The authors point out that CNC services are targeted to individuals and groups whose needs are not being met in the traditional delivery system. For instance, many CNC sites provide primary care management of illness for very low income, underserved clients. They also discuss how to establish a nursing PBRN, describe the Midwest Nursing Centers Consortium Research Network (MNCCRN) located at the University of Wisconsin Milwaukee CNC sites, and one of the network's research projects to implement behavior changes in primary care providers and patients at high risk for chronic disease.
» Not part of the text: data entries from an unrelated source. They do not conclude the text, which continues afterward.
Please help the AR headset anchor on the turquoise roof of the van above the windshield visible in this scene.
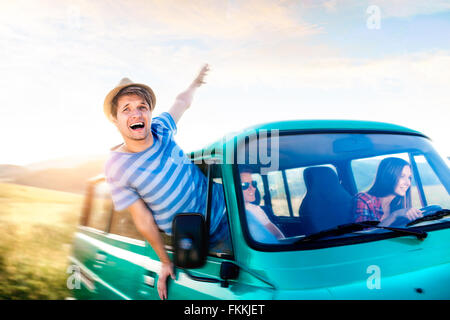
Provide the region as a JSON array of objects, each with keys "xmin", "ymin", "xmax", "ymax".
[{"xmin": 188, "ymin": 120, "xmax": 427, "ymax": 160}]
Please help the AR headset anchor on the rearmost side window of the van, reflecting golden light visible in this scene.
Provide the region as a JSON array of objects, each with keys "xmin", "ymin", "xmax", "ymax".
[{"xmin": 87, "ymin": 181, "xmax": 113, "ymax": 232}]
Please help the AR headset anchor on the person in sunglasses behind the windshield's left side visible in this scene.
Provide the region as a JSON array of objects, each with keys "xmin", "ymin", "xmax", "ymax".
[{"xmin": 240, "ymin": 172, "xmax": 284, "ymax": 243}]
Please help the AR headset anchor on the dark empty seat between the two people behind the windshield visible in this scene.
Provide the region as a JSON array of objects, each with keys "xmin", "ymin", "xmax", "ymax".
[{"xmin": 299, "ymin": 167, "xmax": 353, "ymax": 234}]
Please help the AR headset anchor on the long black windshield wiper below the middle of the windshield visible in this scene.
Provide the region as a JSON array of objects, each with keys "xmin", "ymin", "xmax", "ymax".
[{"xmin": 295, "ymin": 220, "xmax": 428, "ymax": 243}]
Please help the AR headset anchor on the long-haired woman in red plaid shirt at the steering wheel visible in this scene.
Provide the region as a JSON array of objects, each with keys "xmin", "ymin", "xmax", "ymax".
[{"xmin": 355, "ymin": 157, "xmax": 422, "ymax": 226}]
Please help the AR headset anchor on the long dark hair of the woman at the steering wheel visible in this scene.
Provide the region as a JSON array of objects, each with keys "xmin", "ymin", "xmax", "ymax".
[{"xmin": 367, "ymin": 157, "xmax": 411, "ymax": 212}]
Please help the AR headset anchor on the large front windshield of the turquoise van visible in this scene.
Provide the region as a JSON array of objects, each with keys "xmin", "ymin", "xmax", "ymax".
[{"xmin": 235, "ymin": 133, "xmax": 450, "ymax": 245}]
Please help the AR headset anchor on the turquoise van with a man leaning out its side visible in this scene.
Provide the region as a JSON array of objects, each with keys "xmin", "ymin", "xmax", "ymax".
[{"xmin": 68, "ymin": 120, "xmax": 450, "ymax": 300}]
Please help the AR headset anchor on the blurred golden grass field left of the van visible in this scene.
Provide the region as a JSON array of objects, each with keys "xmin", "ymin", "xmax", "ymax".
[{"xmin": 0, "ymin": 183, "xmax": 83, "ymax": 299}]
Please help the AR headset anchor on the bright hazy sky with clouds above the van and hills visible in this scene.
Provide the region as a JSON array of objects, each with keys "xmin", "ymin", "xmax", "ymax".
[{"xmin": 0, "ymin": 0, "xmax": 450, "ymax": 165}]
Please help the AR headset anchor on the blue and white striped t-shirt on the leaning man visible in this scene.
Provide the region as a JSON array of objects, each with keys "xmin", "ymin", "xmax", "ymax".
[{"xmin": 105, "ymin": 112, "xmax": 226, "ymax": 239}]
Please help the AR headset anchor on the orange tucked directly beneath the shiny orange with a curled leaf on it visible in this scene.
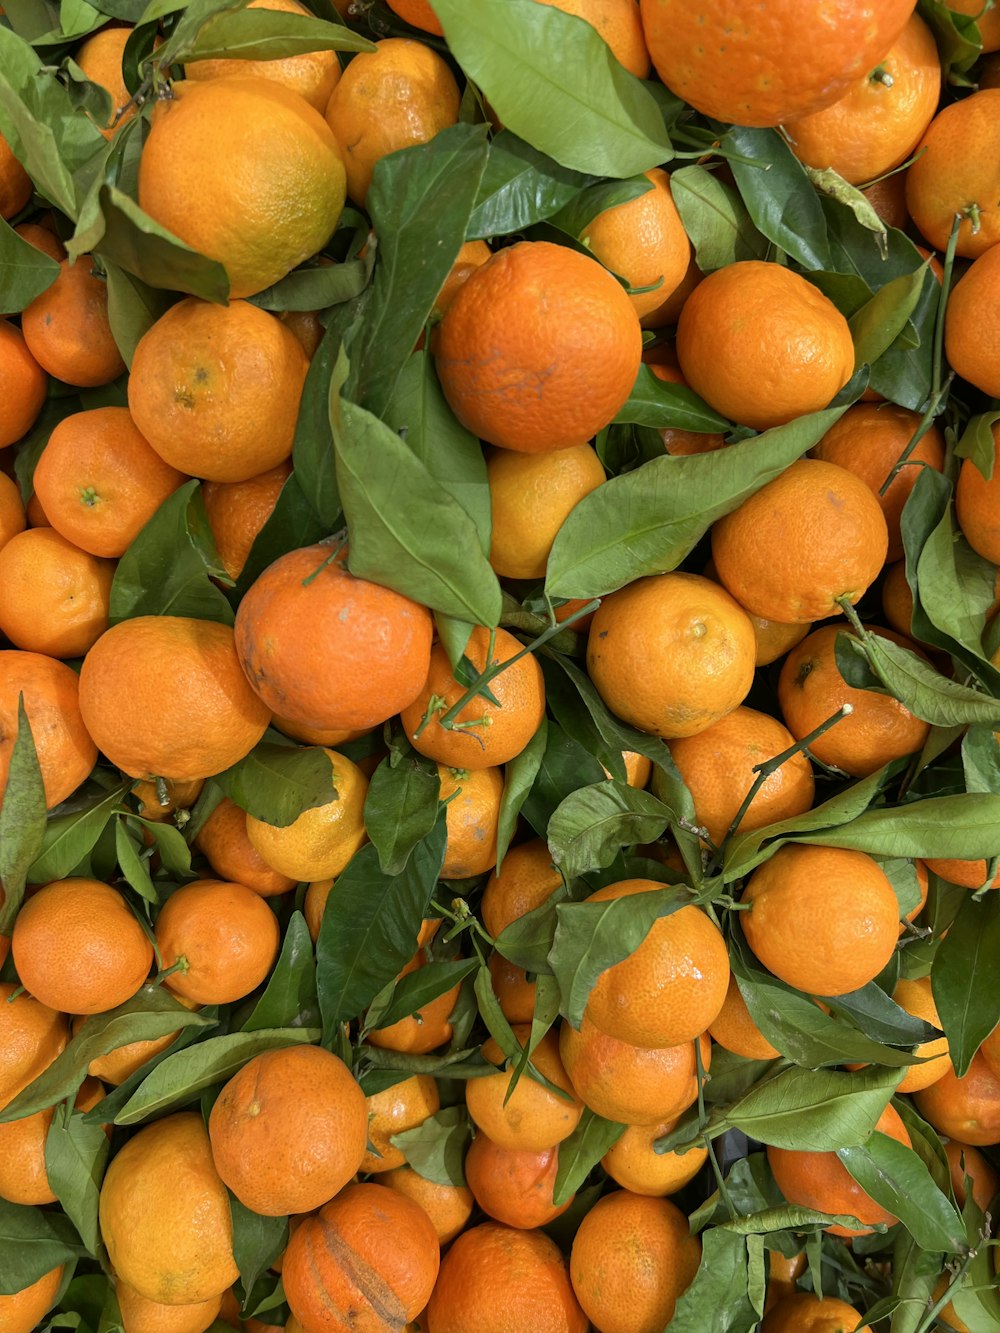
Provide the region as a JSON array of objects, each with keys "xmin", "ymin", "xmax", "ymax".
[{"xmin": 559, "ymin": 1016, "xmax": 712, "ymax": 1125}]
They assert that nurses can and must enter the field of CBPR, using the power of community partnerships inherent in practice to integrate primary prevention and health promotion principles into nursing research designs. Currently, there are only two PBRNs funded by the Federal government which are anchored by advanced practice nurses in primary care: MNCCRN and APRNet. APRNet is a network of nurse practitioners in clinical settings throughout New England, which is coordinated by a team at the Yale School of Nursing. The authors call for the establishment of more nurse-anchored PBRNs to develop and test interventions that reduce health disparities in the nation's neediest populations. Their study was supported in part by the Agency for Healthcare Research and Quality (HS13573).

See "Practice-based research networks: Nursing centers and communities working collaboratively to reduce health disparities," by Laura Anderko, Ph.D., R.N., Claudia Bartz, Ph.D., R.N., F.A.A.N., and Sally Lundeen, Ph.D., R.N., F.A.A.N., in the December 2005 Nursing Clinics of North America 40, pp. 747-758.